1. 月
毎年初夏のこの季節、三大名門の一つヴァロア公爵家では、王国中の貴族や著名人を集め舞踏会が盛大に開催される。見事な彫刻が施された五メートルはあるであろうホールの入り口を入ると、煌めくシャンデリアの元、王国随一の音楽団が優雅な調べを奏でている。にこやかに歓談する美しく着飾った人々は幻想の世界の住人のようだ。
ヴァロア家の使用人であるレイは、光を反射する色とりどりのグラスをトレーに乗せて人々の間をゆっくりと歩いていた。レイは女性にしては少し背が高く、すらりとした手足に滑らかなシルクのブラウスと黒のベストとパンツを纏っていた。
「お飲み物はいかがでしょうか?」
ローズ色のシフォン生地に銀糸で細やかな輝きが施されたドレスをまとった令嬢に、フルーツのカクテルを勧める。令嬢は優雅な仕草でグラスを受け取った。
別にあの甘く華やかなドレスを着てみたい訳ではない。レイはそう思って、会話の輪に戻る令嬢を見送った。いや、以前は素敵なドレスを着て、彼と踊ることができたらと思った事もあった。今はもう、どうでも良くなってしまったが。
人々の間をふたたび歩き始めたレイは、視界の端にヴァロア公爵家の長男のセシルの姿を見つけた。
クリーム色のような優しい色合いの金髪に、深い海のような瞳。この舞踏会のホストの一人である彼は、沢山の貴族達に囲まれ歓談に華を咲かせている。
レイとセシルは、公爵家の屋敷で唯一歳の近い子供であった事もあって、幼い時からよく一緒に遊んでいた。そんな彼をいつも目で追うようになってしまったのは一体いつからだったか。
「あ。エレノア様がいらっしゃいましたわ」
近くのご令嬢がホールの入り口に目を向けた。
騎士にエスコートされた伏せ目がちなアメジストの瞳が美しい令嬢の姿が見える。
エレノアに気がついたセシルが入り口に向かい、エレノアのエスコートを交代している。
「セシル様とエレノア様、本当に美男美女で……」
近くのご令嬢たちが羨望の眼差しを二人に向けている。
昨年、セシルは聖女の力を持つ美しいエレノア嬢と婚約したのだ。
セシルはレイとは異なる世界に生きる貴族だ。穏やかに微笑み合う二人を見て胸が締め付けられるなど、おかしなことなのだ。きっとこの息苦しさもそのうち幻のように消えてくれるはず。
レイは二人から目を逸らし、人々の波の間に消えていった。
舞踏会も終盤にさしかかり、レイは眩しい熱気にあてられながらトレー上に集まった空のグラスを運んでいた。肩越しに「レイ」と、心地よい声が響き、ビクリとして振り返る。
パーティーの間中、ずっとセシルを探さないように意識していたので、すぐ後にいるとは気が付かなかった。

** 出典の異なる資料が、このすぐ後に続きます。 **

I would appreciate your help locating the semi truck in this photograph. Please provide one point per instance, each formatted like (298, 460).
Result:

「少し休憩がしたい。庭のガゼホに水とジュースを持って来てくれ」
セシルの顔からはよそ行きの爽やかな笑顔が消え、少し疲れた様子だ。
「承知いたしました」
レイは軽く頭を下げると、リクエストの品を取りに向かった。
ホールを出ると、しっとりとした夜の風が光と熱気に火照ったレイ頬を撫でていく。緑の匂いが濃い整形式庭園を進んで行くと、しだいにホールから漏れ聞こえる音楽は遠くなっていった。
月明かりにガゼホの白い柱が浮かび上がっている。セシルはガゼホの石の椅子で、目を瞑りくつろいでいた。少し無防備な姿をしていても、セシルは自然体で一枚の美しい絵のようだ。こんなセシルのそばにいられるのもいつまでだろうか。
「お疲れですね」
レイがトレーに持ってきた飲み物と果物をテーブルに並べると、目を開けこちらを見たセシルは「ありがとう」と言ってグラスの冷水を喉に通した。
「レイも喉かわいているんじゃない? 飲んで」
セシルに勧められジュースを口に含むと、冷たく酸味のある果汁がホールで歩き回った体に染み渡った。
セシルに促され石の椅子に腰掛けたレイは、夜空をぼうっと見上げた。白く輝く月がゆっくりと鉄のドームに絡まる蔦の間を移動していく。
ふと横に目を向けると、セシルがこちらを見ていた。セシルの瞳は月の光で艶やかに潤っていて、夜の海のようだ。
「レイ、光の魔法やって」
セシルのお願いにレイは目だけで『いいよ』と答え、指揮者のように右手を宙に滑らせた。
レイの指先から流れ出た光の粒子がふわりと広がり、瞬きながらゆっくりと消えていく。
レイはごく普通の平民の両親から、なんの突然変異か魔法の能力を持って生まれてきていた。